Libreville , 5 Juin 2026 – CHIFRE.INFO
Depuis l’entrée en vigueur de l’interdiction des sachets plastiques au Gabon, une nouvelle réalité s’impose progressivement dans les commerces du pays. Dans les marchés, les boutiques et certaines grandes surfaces, les clients doivent désormais payer les emballages destinés à transporter leurs achats. Une situation qui suscite de nombreuses interrogations et qui relance le débat sur les conséquences de cette mesure environnementale.
Si l’objectif de la décision gouvernementale est de lutter contre la pollution et de promouvoir des comportements plus respectueux de l’environnement, ses répercussions sur le quotidien des populations sont de plus en plus visibles. De nombreux consommateurs s’étonnent de devoir supporter un coût supplémentaire pour des emballages qu’ils considéraient jusque-là comme un service inclus dans l’acte d’achat.
Pour ces derniers, lorsqu’un client acquiert un produit, il appartient naturellement au commerçant de lui fournir un emballage approprié. Une pratique longtemps ancrée dans les habitudes commerciales et qui contribue à la qualité du service offert à la clientèle. Aujourd’hui, le refus de certains vendeurs de fournir gratuitement des emballages est souvent source d’incompréhension et parfois même de tensions entre les deux parties.
Dans un contexte marqué par la cherté de la vie, cette dépense additionnelle est perçue par de nombreux ménages comme une charge de plus. À chaque achat, quelques dizaines ou centaines de francs CFA peuvent s’ajouter à la facture finale. Pris individuellement, ces montants paraissent modestes. Mais cumulés sur un mois, ils représentent une dépense supplémentaire non négligeable pour les familles.
Par ailleurs, certains consommateurs dénoncent ce qu’ils considèrent comme une opportunité commerciale créée par l’interdiction des sachets plastiques. Selon eux, le prix de vente des emballages à l’unité dépasse largement leur coût d’acquisition. Une situation qui alimente le sentiment que la mesure environnementale profite davantage à certains opérateurs économiques qu’aux consommateurs.

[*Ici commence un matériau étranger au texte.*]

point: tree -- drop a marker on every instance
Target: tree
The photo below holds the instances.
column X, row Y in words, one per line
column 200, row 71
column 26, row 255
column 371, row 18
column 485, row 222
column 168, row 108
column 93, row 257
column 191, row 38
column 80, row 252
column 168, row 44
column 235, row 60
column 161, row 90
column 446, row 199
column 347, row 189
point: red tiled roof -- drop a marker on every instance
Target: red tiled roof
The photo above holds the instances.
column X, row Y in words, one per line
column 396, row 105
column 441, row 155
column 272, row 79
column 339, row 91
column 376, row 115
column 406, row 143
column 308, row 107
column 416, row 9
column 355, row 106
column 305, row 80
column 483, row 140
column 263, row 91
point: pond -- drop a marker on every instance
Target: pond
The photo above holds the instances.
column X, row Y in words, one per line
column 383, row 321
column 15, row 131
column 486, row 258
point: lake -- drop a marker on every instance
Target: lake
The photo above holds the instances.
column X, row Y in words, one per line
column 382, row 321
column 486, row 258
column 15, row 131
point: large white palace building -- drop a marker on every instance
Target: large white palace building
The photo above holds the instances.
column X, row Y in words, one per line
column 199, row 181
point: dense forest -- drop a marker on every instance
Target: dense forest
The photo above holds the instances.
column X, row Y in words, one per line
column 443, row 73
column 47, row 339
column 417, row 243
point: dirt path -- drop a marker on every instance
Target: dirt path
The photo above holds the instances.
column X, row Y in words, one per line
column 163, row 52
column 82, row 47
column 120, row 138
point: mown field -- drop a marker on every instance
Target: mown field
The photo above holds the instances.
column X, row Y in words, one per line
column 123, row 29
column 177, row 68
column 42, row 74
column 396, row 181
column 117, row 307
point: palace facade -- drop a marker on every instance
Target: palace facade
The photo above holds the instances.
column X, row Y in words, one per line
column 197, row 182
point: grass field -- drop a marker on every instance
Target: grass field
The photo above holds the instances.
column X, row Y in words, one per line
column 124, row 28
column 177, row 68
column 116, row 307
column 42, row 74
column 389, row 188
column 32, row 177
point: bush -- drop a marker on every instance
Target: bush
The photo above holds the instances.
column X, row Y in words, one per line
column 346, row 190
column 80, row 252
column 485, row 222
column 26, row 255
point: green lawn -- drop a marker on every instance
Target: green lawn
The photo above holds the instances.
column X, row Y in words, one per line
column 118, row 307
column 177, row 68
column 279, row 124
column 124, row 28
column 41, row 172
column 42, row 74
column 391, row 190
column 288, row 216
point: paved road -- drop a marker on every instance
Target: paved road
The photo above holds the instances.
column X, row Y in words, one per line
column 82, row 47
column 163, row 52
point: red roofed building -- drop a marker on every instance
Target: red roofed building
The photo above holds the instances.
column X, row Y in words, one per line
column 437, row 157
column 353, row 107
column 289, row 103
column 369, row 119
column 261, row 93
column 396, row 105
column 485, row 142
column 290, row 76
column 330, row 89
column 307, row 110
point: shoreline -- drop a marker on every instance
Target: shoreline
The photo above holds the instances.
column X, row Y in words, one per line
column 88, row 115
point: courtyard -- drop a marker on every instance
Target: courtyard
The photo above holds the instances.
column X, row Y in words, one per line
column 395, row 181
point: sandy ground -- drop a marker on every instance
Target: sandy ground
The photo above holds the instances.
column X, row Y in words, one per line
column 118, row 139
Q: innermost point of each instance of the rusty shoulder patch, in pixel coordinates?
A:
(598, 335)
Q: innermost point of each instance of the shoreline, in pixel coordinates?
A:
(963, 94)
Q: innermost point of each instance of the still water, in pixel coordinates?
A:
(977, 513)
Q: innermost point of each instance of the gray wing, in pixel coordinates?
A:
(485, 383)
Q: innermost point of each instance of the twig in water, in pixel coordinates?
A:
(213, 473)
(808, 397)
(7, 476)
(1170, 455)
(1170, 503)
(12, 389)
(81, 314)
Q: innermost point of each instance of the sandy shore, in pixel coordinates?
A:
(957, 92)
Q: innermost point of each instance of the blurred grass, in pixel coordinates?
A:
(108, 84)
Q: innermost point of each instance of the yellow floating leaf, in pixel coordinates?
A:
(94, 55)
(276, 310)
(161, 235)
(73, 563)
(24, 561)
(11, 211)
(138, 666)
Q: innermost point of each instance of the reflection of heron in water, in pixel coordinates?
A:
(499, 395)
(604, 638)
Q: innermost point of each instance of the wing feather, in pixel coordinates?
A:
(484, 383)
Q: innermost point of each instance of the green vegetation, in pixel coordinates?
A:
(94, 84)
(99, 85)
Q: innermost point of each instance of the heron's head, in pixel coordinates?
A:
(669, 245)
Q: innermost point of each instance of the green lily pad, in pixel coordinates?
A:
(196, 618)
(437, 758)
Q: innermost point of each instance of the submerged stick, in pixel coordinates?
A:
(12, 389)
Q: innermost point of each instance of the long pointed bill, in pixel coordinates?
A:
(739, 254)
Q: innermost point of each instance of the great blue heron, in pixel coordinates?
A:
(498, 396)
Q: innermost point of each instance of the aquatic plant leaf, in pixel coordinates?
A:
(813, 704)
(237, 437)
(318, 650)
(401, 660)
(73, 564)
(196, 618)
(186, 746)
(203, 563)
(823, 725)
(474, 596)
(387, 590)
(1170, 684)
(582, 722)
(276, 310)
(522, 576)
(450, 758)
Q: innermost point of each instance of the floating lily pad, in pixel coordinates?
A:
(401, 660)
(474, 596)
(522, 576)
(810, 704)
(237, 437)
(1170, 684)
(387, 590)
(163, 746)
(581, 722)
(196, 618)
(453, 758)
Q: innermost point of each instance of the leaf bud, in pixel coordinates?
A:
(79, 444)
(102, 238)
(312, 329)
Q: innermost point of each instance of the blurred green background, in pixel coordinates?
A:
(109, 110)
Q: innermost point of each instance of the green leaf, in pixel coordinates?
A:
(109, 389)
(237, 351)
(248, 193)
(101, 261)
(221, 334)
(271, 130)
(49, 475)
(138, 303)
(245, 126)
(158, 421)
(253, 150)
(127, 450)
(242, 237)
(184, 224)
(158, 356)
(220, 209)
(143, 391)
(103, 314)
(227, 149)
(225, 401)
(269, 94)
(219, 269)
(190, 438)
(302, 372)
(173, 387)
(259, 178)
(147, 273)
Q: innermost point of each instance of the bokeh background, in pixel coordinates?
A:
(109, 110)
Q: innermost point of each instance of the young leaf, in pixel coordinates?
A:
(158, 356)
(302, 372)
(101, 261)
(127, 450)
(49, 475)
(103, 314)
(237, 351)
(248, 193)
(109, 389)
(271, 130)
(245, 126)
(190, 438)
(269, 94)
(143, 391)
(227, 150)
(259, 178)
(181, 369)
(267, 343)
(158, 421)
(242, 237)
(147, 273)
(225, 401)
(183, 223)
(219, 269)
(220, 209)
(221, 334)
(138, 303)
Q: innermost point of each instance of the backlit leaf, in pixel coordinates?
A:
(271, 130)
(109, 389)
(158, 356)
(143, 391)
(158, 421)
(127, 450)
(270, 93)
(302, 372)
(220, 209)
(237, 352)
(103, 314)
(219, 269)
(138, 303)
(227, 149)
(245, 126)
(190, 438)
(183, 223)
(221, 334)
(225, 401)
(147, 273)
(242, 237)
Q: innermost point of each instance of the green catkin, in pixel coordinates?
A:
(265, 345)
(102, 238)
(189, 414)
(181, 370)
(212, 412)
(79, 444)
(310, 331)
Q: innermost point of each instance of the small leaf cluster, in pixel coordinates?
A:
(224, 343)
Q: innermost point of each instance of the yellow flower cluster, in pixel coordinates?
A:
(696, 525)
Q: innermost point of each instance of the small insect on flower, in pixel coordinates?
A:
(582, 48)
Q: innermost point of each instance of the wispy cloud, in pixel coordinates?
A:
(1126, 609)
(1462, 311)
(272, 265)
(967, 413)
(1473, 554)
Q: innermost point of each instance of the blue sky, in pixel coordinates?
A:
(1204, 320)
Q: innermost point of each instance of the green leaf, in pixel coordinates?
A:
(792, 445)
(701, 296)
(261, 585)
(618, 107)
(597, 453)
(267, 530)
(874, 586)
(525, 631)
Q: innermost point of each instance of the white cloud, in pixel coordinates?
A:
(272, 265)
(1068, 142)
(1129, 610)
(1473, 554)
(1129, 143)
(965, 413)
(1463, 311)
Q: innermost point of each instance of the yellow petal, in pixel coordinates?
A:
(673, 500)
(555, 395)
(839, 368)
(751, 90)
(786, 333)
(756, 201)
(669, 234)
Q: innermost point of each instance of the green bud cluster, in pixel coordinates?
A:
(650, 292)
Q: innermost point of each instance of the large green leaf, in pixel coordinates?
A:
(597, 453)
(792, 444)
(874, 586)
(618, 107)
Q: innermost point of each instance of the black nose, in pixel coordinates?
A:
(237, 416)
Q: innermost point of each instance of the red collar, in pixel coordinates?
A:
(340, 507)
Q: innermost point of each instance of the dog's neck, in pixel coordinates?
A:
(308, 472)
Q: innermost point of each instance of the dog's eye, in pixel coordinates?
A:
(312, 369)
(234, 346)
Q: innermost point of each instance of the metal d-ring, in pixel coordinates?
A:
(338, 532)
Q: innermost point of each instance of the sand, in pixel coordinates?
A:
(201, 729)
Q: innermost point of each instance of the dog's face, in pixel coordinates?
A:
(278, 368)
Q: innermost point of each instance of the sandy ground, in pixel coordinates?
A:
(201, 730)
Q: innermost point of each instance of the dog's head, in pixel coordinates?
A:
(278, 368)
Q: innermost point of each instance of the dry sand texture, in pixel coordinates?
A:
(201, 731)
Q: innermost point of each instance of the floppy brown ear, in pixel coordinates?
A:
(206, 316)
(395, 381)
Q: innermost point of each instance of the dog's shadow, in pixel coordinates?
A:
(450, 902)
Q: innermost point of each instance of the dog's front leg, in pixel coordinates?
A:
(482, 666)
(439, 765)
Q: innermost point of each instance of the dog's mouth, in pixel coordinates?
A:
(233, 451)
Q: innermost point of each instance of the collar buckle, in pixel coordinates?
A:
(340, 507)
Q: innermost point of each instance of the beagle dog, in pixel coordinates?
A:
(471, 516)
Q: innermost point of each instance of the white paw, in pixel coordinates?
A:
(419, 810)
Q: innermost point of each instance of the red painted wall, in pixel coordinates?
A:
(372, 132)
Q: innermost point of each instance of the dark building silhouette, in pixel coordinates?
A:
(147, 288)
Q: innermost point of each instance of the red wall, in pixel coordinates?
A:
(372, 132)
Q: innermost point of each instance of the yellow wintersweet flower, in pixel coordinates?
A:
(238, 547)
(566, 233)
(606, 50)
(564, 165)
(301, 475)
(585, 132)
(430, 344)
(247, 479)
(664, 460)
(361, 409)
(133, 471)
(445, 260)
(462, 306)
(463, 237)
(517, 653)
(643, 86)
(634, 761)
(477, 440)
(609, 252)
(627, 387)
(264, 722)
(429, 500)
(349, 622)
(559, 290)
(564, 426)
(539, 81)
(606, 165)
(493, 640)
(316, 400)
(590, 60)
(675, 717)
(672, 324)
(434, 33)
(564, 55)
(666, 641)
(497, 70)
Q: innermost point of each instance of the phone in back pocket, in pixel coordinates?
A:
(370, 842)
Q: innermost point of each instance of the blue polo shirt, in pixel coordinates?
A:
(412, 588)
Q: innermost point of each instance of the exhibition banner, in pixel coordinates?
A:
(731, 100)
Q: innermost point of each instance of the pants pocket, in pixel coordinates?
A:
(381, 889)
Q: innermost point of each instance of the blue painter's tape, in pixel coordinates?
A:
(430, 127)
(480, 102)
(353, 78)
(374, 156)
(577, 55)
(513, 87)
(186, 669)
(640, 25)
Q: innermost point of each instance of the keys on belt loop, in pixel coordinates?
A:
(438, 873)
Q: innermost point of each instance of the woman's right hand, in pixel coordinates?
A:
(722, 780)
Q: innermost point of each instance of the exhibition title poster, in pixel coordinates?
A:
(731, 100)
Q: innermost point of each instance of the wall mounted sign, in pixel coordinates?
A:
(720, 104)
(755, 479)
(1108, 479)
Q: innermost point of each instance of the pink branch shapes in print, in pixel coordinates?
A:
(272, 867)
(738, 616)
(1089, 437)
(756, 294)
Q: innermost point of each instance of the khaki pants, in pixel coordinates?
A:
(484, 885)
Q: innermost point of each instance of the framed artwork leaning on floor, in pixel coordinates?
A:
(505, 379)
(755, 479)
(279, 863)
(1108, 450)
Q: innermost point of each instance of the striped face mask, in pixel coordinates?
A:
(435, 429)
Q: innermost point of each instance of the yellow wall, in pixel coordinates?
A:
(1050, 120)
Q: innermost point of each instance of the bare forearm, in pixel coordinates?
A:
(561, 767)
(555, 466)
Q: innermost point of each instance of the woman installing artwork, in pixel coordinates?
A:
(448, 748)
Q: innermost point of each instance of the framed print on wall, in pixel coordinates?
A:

Face à ces préoccupations, plusieurs voix appellent les autorités compétentes à se pencher sur la question. Pour ces observateurs, l’interdiction des sachets plastiques ne devrait pas se traduire par un transfert systématique des coûts vers les clients. Ils estiment qu’une réflexion pourrait être engagée afin de mieux encadrer la commercialisation des emballages alternatifs et de protéger le pouvoir d’achat des populations.
Si la nécessité de préserver l’environnement ne fait plus débat, la mise en œuvre des mesures qui l’accompagnent doit également tenir compte des réalités sociales et économiques des citoyens. L’enjeu est de parvenir à concilier protection de l’environnement, intérêts des commerçants et bien-être des consommateurs.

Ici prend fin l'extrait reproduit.